If Phase B fails: document which stage carried the load that thin couldn't replicate, retain that stage, collapse the others, and update this ADR before re-attempting.

Consequences

Positive

  • ~60 % latency reduction (10–13 s → ~4 s) on every voice turn
  • One system prompt is the source of routing truth — instead of five LLM-prompt files that can drift relative to each other
  • Two LLM calls saved per turn — ~$0.001 saved per turn × 25 K turns/month ≈ $25/year cost reduction. Trivial dollar saving, meaningful complexity saving.
  • Drift surface collapses: every regression in the past 24 hours was a layer-mismatch problem. Fewer layers = fewer mismatches.
  • The corpus becomes the answer. RAG with strong embeddings + history is what hospital public-website chatbots actually need — not a 6-tool dialogue manager designed for harder agent tasks.

Negative

  • Loses explicit tool-selection visibility. The current dialogue manager emits tool_called in logs; a single RAG call doesn't separate intent from retrieval. Mitigation: log the regex-pre-filter outcome + retrieval similarity scores instead.
  • Refusal logic shifts from a deterministic gate to a system prompt instruction. Mitigation: keep the legacy intent classifier's out-of-scope detection as a parallel post-check on the generated answer. Cheap (~50 ms), defense-in-depth.
  • Multi-turn frustration tracking goes away. Mitigation: replicate it with a stateless per-turn signal counter in the regex pre-filter.
  • Migration is non-trivial — A/B infrastructure + thin orchestrator + ~3 weeks of validated effort.

Neutral

  • Existing RAG service unchanged — the corpus, ingest pipeline, and golden eval are all preserved.
  • VoiceAnswerShaper unchanged — already does the right TTS shaping job.
  • FAQ table unchanged — already regex-driven; just moves earlier in the pipeline.

Alternatives Considered

Alternative 1: Keep current architecture, harden the seams

Rejected. Three drift incidents in six weeks; the cost of NOT simplifying compounded with every feature added. The hospital public-website surface didn't justify the architecture's surface area.

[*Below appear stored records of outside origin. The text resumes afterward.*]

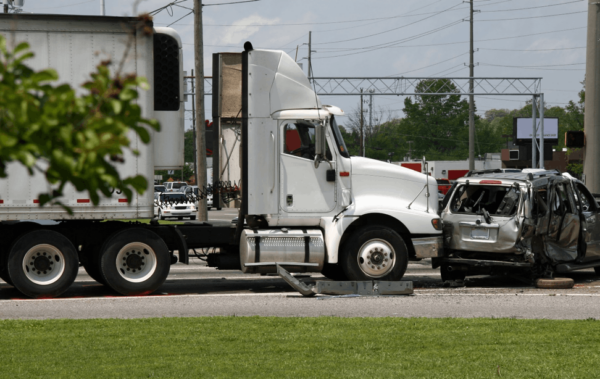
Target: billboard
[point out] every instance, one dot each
(523, 130)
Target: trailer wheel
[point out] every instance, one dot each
(42, 263)
(374, 252)
(135, 262)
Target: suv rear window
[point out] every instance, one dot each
(497, 200)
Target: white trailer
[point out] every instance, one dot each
(308, 205)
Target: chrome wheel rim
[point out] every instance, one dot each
(136, 262)
(43, 264)
(376, 258)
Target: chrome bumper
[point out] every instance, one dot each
(429, 247)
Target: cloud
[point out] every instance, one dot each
(234, 35)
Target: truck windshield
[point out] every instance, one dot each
(339, 140)
(497, 200)
(172, 197)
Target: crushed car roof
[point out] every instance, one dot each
(520, 176)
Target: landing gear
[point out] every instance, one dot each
(42, 263)
(452, 273)
(375, 252)
(334, 272)
(135, 262)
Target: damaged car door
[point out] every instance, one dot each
(590, 223)
(562, 235)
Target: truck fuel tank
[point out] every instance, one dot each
(297, 250)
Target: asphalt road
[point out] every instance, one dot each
(198, 290)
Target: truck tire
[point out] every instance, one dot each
(334, 272)
(374, 252)
(42, 263)
(135, 262)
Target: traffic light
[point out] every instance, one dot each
(574, 138)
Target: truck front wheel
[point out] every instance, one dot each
(135, 262)
(375, 252)
(42, 263)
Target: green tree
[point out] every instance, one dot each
(69, 138)
(438, 124)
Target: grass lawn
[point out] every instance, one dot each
(324, 347)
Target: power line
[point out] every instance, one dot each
(462, 65)
(389, 30)
(541, 67)
(541, 6)
(527, 18)
(393, 43)
(562, 48)
(235, 2)
(69, 5)
(431, 65)
(397, 44)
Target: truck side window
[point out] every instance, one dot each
(299, 140)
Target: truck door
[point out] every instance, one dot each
(304, 188)
(563, 228)
(590, 223)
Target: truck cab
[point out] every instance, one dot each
(309, 205)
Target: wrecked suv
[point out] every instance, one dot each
(540, 222)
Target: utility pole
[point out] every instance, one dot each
(200, 117)
(362, 127)
(471, 99)
(192, 79)
(371, 111)
(592, 105)
(310, 56)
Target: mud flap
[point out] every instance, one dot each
(181, 245)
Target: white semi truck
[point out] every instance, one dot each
(307, 205)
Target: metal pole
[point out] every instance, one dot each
(192, 79)
(592, 104)
(541, 165)
(534, 136)
(309, 56)
(200, 117)
(471, 98)
(371, 111)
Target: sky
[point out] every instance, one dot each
(513, 38)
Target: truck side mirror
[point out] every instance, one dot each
(320, 144)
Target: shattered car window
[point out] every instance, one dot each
(497, 200)
(588, 202)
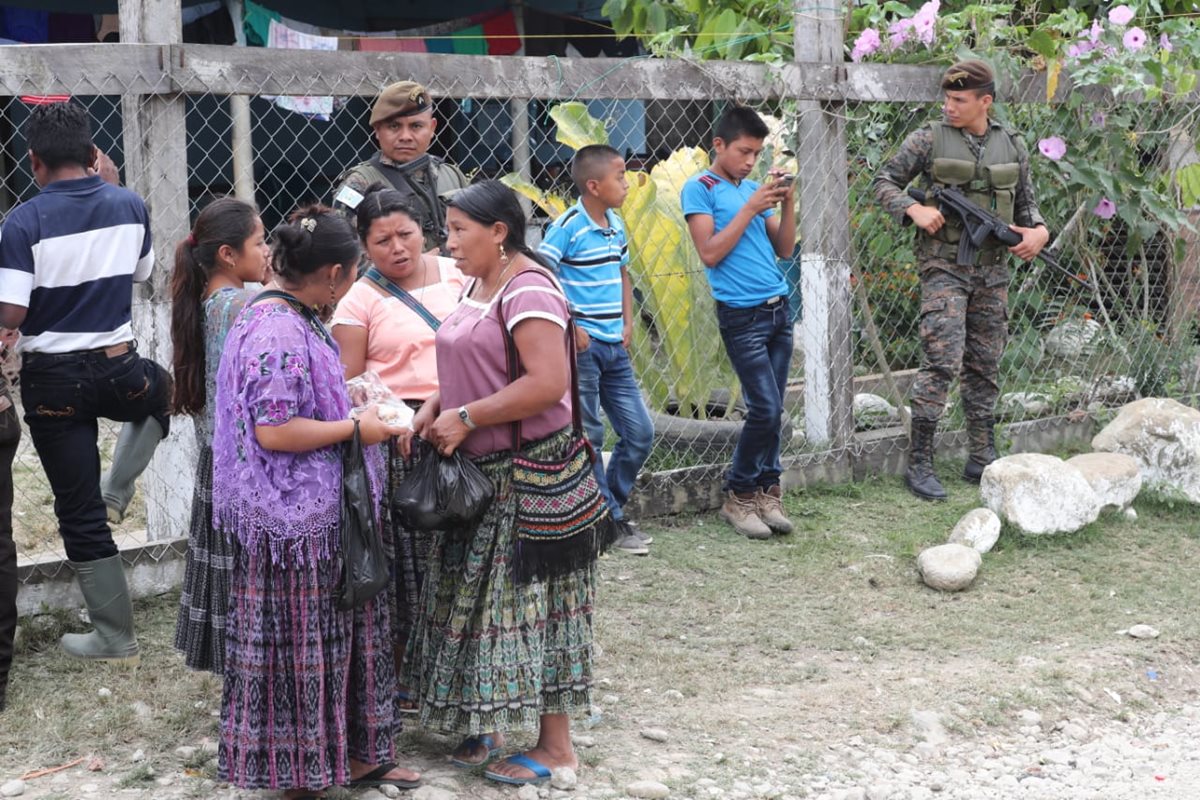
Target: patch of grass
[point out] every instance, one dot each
(139, 775)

Alternative 2: Replace dialogue manager with native OpenAI tool-calling

Rejected for the content-answering surface. Tool-calling is the right answer for agent problems (multi-step actions over external services); voice search over a curated corpus is closer to "ask the documents" than "execute a workflow". (Note: this judgement was reversed by ADR-0051 one week later, after pilot calls surfaced gibberish-input and language-request scenarios that benefited from LLM-driven recovery.)

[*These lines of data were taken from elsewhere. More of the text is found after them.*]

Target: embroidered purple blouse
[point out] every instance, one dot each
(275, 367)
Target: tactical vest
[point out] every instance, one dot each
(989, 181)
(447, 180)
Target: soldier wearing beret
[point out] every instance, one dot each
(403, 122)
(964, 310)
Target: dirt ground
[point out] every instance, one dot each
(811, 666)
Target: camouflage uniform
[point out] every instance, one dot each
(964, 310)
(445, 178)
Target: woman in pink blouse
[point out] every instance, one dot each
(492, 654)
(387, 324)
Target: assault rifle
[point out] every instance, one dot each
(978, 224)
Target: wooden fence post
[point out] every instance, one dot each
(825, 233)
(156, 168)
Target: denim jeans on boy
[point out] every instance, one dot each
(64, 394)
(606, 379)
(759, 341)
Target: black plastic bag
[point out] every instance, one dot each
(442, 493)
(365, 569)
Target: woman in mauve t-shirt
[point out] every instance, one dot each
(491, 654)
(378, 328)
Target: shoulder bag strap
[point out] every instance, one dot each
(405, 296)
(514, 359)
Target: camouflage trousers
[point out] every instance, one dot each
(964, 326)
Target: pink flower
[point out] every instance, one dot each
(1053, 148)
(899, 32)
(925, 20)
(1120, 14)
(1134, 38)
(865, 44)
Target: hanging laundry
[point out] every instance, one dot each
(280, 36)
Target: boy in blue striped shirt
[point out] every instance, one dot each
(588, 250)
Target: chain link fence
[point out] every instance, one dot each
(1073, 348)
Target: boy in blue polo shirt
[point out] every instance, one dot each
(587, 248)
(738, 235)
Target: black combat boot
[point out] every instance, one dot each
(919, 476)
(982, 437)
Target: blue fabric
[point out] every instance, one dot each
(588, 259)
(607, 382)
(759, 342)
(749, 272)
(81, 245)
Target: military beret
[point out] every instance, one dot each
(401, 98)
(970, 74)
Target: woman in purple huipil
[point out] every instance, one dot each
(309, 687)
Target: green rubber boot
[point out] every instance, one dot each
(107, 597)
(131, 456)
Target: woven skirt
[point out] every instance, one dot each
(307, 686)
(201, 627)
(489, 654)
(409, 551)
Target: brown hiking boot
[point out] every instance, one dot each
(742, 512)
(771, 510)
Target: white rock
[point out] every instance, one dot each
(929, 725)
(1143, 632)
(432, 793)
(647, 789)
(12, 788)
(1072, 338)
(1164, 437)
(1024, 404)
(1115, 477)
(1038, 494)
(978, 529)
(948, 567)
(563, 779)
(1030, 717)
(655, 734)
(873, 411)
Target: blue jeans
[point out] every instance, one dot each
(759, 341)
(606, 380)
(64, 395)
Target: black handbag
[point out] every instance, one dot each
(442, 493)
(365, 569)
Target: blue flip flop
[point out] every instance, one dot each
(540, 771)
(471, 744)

Alternative 3: Rip out everything but RAG today, no A/B

Rejected. No safety net. Hospital surface = bad place to experiment without controlled comparison.

References

  • Drift incidents that motivated this ADR: 2026-04-30 dev-loop session (compose override / dialogue mis-routing / phone TTS / dim mismatch / redundant intent classifier). All five resolved separately, all five symptoms of the same architectural complexity.
  • ADR-0033 (superseded): BGE-M3 via Ollama
  • ADR-0048: text-embedding-3-large (foundation this ADR built on)
  • ADR-0051: the successor decision that replaced the thin pipeline with the agentic VoiceLLMOrchestrator.
  • Lewis et al., 2020 — original RAG paper; cited as the architectural precedent the thin pipeline collapses to.